Organizations often adopt the free version of Cloudera's platform, but then end up becoming paying customers, for a number of reasons, Dolley claimed. "One main one is our tooling ... for machine learning and prediction. We have tooling for HIPAA. We have tooling for if you want to be in two cloud providers and [on premises] at the same time," he said.  

Some of the upstream alignment and assembly of pipelines might be suitable for such environments, but not more complicated processes like running GWAS and merging it with clinical data or performing natural-language processing. "You have to distribute it," according to Dolley.

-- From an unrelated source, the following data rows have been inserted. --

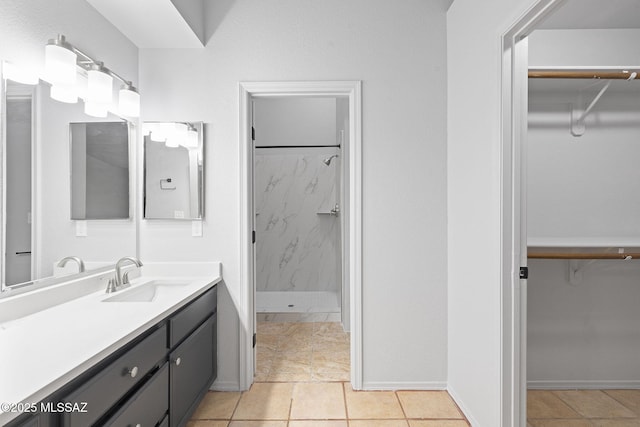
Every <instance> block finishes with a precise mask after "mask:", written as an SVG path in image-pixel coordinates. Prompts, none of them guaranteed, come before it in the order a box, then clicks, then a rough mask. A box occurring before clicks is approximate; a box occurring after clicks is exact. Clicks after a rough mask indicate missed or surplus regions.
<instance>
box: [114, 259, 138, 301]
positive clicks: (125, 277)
mask: <svg viewBox="0 0 640 427" xmlns="http://www.w3.org/2000/svg"><path fill="white" fill-rule="evenodd" d="M127 262H130V263H132V264H134V265H135V266H136V267H142V262H140V260H139V259H138V258H135V257H131V256H126V257H122V258H120V259H119V260H118V262H116V277H115V278H114V279H112V280H109V284H108V285H107V293H110V292H115V291H117V290H120V289H122V288H126V287H128V286H130V285H129V272H125V273H124V274H122V265H123V264H125V263H127Z"/></svg>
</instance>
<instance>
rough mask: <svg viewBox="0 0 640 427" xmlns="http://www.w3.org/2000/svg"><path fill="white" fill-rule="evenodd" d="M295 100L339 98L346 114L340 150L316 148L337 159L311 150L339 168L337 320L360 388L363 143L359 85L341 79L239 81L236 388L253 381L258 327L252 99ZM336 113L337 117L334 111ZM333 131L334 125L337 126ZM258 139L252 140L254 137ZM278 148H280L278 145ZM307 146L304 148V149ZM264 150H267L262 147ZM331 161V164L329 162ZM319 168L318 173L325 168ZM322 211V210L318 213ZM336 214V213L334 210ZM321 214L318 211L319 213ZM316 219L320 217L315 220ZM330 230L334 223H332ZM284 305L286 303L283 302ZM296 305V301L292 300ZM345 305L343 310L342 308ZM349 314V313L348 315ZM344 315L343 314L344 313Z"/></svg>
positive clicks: (352, 386) (361, 387) (260, 99)
mask: <svg viewBox="0 0 640 427" xmlns="http://www.w3.org/2000/svg"><path fill="white" fill-rule="evenodd" d="M287 98H288V99H294V100H300V99H302V98H316V99H334V100H343V101H344V102H343V104H342V105H343V106H342V107H338V105H339V104H341V103H340V102H336V110H338V109H339V108H343V109H344V113H345V114H344V116H345V117H346V118H347V122H346V128H344V129H342V130H343V131H344V132H342V133H341V134H340V135H344V136H340V137H339V139H338V140H337V141H339V142H340V143H339V144H330V145H341V148H339V149H338V148H337V147H317V148H333V149H334V150H335V149H338V150H340V151H339V153H335V154H338V156H339V157H340V158H341V161H340V162H335V159H336V157H333V158H332V159H331V160H329V158H331V156H332V155H333V154H331V153H329V155H328V156H326V157H324V154H325V153H315V154H314V155H313V156H315V157H317V159H316V160H320V161H323V160H327V163H329V164H328V165H327V164H324V165H322V164H321V165H320V166H323V167H324V168H328V167H330V166H337V165H341V166H340V172H341V173H340V179H341V181H342V185H341V187H342V189H343V191H342V192H341V196H340V197H339V200H340V202H338V203H335V204H338V207H337V211H339V214H338V215H340V216H341V217H342V221H340V225H339V228H340V231H341V233H340V249H341V252H342V257H341V263H340V264H341V265H340V267H339V268H337V270H336V271H337V272H336V274H338V275H339V276H340V279H341V285H342V286H341V288H342V289H348V292H340V302H339V305H340V306H341V312H342V323H343V325H346V327H347V328H348V329H349V330H350V331H351V339H350V341H351V343H350V351H349V353H350V360H351V369H350V371H351V374H350V380H351V385H352V387H353V388H354V389H360V388H362V367H361V366H362V356H361V354H362V338H361V337H362V333H361V328H362V325H361V320H360V319H361V315H360V313H361V310H362V308H361V300H362V297H361V286H362V284H361V281H362V277H361V276H362V273H361V272H362V255H361V254H362V232H361V230H362V214H361V212H362V206H361V194H362V183H361V170H362V166H361V162H362V155H361V153H362V141H361V83H360V82H358V81H345V82H339V81H338V82H264V83H258V82H255V83H249V82H247V83H241V84H240V141H241V147H240V155H241V181H242V183H241V214H242V220H241V235H242V236H243V238H242V241H241V251H242V252H241V268H240V270H241V295H240V298H241V304H242V306H243V307H244V308H245V312H244V313H243V314H242V317H243V318H242V319H241V320H242V322H243V324H245V325H246V328H242V330H241V331H240V366H241V372H240V383H241V387H243V388H245V389H248V388H249V386H250V385H251V384H252V383H253V381H254V373H255V367H256V365H255V360H256V353H255V347H254V343H255V337H256V335H255V334H256V331H257V327H256V326H257V316H256V309H257V307H256V294H255V292H256V289H255V286H254V283H256V274H257V272H256V265H257V264H256V263H257V260H256V245H255V243H254V242H255V240H254V236H255V234H254V232H255V230H256V215H255V214H256V213H260V212H257V211H256V210H255V209H254V204H255V202H256V201H255V200H254V197H253V195H254V188H253V185H254V182H255V177H254V162H255V154H256V153H254V149H253V138H252V136H253V135H254V130H253V125H254V104H255V101H256V100H257V101H258V102H260V101H261V100H274V99H280V100H282V99H287ZM336 117H337V115H336ZM336 129H337V128H336ZM256 139H257V138H256ZM278 149H281V147H280V148H278ZM305 149H309V148H305ZM267 150H269V149H267ZM334 162H335V163H334ZM327 171H328V169H324V170H323V172H327ZM335 204H334V206H333V207H330V206H326V207H327V212H326V213H327V214H328V216H329V218H322V219H335V218H331V217H333V216H336V215H335V214H333V215H332V214H331V210H332V209H333V210H334V212H336V206H335ZM319 212H324V211H319ZM336 213H337V212H336ZM318 216H320V215H318ZM318 220H320V218H318ZM334 228H335V225H334ZM287 305H288V304H287ZM294 306H295V304H294ZM345 306H346V307H347V309H345V308H344V307H345ZM347 313H348V314H347ZM345 314H346V316H345Z"/></svg>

"Could they write those things if they wanted to? Yes, they could. But guess what they'd rather do? They'd rather investigate the data and look at outcomes and rare variants and operate at the top of their licenses," he said.

So much time in genomic informatics is spent on waiting for the computer to process data, which is why Spark has become popular because it can run in parallel. "At this scale, you just can't do it on [graphics processing unit]. You can't do it in the [high-performance computing]," Dolley said.

"At the tip of the spear, I want to make sure we're very relevant when you get to a hospital pathology department dealing with a single patient," Dolley said.

"Scale we have." Dolley said that he has heard from so many who are not ready to handle such scale. Seattle Children's Research Institute, for example, wants to have a genome-based diagnosis on Friday for complicated patients who come in on Monday. "The middle three days is doing queries, tying contextual data together, and watching the computer churn," limiting the institute to one diagnosis a week, Dolley said.

That was not enough for the volume of complicated patients SCRI is getting, so the institute brought in Cloudera and other distributed computing tools and now can make five such diagnoses per week with the same number of staff.

"All the time delay in the middle of the week, none of that is computer-oriented or script writing-oriented," Dolley said. "It's not glamorous. It's letting a researcher be a researcher, not a computer scientist."